MCKC: a modified cyber kill chain model for cognitive APTs analysis within Enterprise multimedia network

The emerging cyber security threats pose many challenges to security analysts of enterprise multimedia environments when analysts attempting to analyze and reconstruct advanced persistent threats (APTs). APTs analysis activities are both time-consuming and labor-intensive. Attack modeling technology represented by kill chain can reduce the burden of manual provenience analysis.
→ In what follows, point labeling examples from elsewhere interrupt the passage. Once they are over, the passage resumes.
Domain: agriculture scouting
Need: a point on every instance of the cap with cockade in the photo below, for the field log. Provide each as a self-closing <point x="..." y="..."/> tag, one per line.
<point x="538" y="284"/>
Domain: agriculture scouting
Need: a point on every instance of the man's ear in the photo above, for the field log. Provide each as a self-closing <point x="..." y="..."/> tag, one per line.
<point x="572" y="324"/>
However, existing Cyber Kill Chain models represent attacks as several stages solidly, and they cannot reflect the characteristics of progressive penetration. It is difficult for security analysts to automate the correlation analysis of attack events in practical usage. In this paper, we first analyze current Cyber Kill Chain models and heterogeneous data sources for APTs detection. Then we propose MCKC (Modified Cyber Kill Chain model) that can be used for standardized correlation analysis. MCKC organizes sub-chains into a recursive structure, and different kill chain penetration processes in the same attack scenario are better connected The proposed MCKC model offers a novel approach for bi-directional attack analysis: forward analysis and backward reasoning which can facilitate threat detection effectively without relying too much on expert knowledge. The advantage of MCKC model is that it is more suitable for cognitive reasoning and APTs scenario reconstruction. Compared with existing models MCKC gives a feasible technological process for threat analysis. The result of case study shows that the modified kill chain model is effective in discovering security events and reconstructing APT attacks.